Gregory J. Heym
Executive Vice President, Chief Economist
First-quarter reports show average selling prices in Manhattan between $1.26M and $1.31M prodded by Wall Street bonuses and interest rates
BY KIRA PEIKOFF
Newsday Staff Writer
Wall Street bonuses and interest rates that remained relatively low have helped buoy Manhattan apartment prices despite talk of a housing cooldown.
Several brokerages reported that average selling prices in January through March ranged between $1.26 million and $1.31 million.
"The market is steady, healthy, not overheating," said Dorothy Herman chief executive of Prudential Douglas Elliman, whose first-quarter report was to be released today. "You'll really have a strong indication of where the market is going to be by the end of the second quarter.
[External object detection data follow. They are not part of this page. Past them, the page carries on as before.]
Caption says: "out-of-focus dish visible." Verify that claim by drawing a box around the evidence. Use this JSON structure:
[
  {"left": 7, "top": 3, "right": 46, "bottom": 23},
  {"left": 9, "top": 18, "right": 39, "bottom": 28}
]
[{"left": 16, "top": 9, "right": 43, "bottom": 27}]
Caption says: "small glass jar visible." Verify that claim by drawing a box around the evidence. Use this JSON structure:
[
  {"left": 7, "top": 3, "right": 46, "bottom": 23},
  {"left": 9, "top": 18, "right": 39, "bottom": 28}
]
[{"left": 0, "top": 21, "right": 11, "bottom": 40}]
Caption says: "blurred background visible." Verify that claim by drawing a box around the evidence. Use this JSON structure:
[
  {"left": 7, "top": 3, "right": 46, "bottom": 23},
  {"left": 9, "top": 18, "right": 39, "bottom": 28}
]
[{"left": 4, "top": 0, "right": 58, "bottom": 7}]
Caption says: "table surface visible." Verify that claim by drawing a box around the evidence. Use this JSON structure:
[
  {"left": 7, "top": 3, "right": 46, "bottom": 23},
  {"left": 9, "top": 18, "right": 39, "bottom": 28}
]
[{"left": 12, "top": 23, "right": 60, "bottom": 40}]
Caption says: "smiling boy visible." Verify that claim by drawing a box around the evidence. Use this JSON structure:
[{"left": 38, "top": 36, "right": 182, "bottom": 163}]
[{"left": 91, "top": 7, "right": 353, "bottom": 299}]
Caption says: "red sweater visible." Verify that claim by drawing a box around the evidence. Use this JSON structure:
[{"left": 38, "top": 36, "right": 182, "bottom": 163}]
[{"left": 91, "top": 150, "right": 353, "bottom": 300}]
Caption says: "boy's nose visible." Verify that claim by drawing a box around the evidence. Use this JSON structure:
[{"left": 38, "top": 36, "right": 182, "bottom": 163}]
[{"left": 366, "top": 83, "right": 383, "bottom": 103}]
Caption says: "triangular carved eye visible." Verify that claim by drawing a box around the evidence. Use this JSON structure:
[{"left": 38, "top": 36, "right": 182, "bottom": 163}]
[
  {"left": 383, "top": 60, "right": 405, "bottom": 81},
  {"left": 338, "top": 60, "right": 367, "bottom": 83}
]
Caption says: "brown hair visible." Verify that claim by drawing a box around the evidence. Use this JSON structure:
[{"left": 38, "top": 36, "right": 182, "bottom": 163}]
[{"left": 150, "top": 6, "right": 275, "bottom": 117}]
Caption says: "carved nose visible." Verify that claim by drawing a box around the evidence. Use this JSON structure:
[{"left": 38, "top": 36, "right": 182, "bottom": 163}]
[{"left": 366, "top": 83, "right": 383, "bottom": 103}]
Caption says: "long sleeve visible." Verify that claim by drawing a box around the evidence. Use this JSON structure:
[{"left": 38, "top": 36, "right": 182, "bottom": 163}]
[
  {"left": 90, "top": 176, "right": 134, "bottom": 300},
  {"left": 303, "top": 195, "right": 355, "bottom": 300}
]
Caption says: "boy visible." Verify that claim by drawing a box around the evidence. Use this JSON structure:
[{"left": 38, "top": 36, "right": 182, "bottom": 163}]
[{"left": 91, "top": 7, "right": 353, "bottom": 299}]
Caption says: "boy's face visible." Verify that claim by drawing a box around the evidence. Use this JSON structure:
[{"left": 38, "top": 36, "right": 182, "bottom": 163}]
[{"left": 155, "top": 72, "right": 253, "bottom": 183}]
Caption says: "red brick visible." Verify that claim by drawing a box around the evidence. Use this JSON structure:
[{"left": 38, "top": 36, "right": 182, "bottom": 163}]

My prediction is there will be a slight appreciation - steady, healthy, longer days on the market, but not a glut."
According to Prudential's first-quarter report, average apartment prices increased 7.1 percent to $1.3 million from the same quarter last year, compared with a 25.7 percent jump in the average price between the first quarters of 2004 and 2005. Prudential reported that while the price increases have eased, Wall Street bonus money bolstered sales of larger, more expensive units.
The median apartment price, a figure less likely to be skewed upward by a few very high-priced sales, rose 17 percent to $825,000 in the first quarter compared with the same quarter last year; the median price between the first quarters of 2004 and 2005 rose 18.5 percent, Prudential reported.
The results were in line with reports from The Corcoran Group, Brown Harris Stevens and Halstead Property.
Brown Harris Stevens and Halstead both reported that the average apartment price rose to $1.26 million last quarter, up 8 percent from the first quarter last year. That's modest compared with a 30 percent increase a year earlier - between the first quarters of 2004 and 2005 - but is still a 15 percent hike from the fourth quarter last year, when experts said some buyers were waiting for the market to drop. The two brokerages reported that median prices rose to $740,000 in the first quarter, up 6.5 percent from with a year earlier.
"People have realized interest rates aren't going to shoot up and prices aren't going to sharply decline," said Gregory Heym, chief economist for both Brown Harris Stevens and Halstead Property. "We're headed toward a more sustainable, healthy rate of growth, which I think is good for everybody. People and markets like certainty."
Heym said record Wall Street bonuses totaling more than $21 billion helped pump up prices. Overall demand remains strong, though experts predicted that the market would not continue to grow at previous sky-high rates of 25 percent to 30 percent.
"It's a more balanced market than it has been," Heym said. "It hasn't shifted from a seller's market to a buyer's market, but there's a little more flexibility there."
The Corcoran Group reported that the average selling price rose 8 percent to $1.31 million while the median sales price gained 12 percent to $798,000 between the first quarters of 2005 and 2006.
Pamela Liebman, chief executive of The Corcoran Group, cited strong sales of three-bedroom apartments, driven by demand from young families. Liebman also noted the success of hedge funds and Wall Street bonuses contributing to the demand for larger apartments.
At the same time, sales of smaller apartments - studios and one bedrooms - remained strong in the first quarter. Compared with a year earlier, the average sales price increased 22 percent for one bedrooms and 19 percent for studios, according to The Corcoran Group.
"This shows more people still prefer to buy than to rent," Liebman said. "They are driven by lower interest rates and the strong desire for home ownership."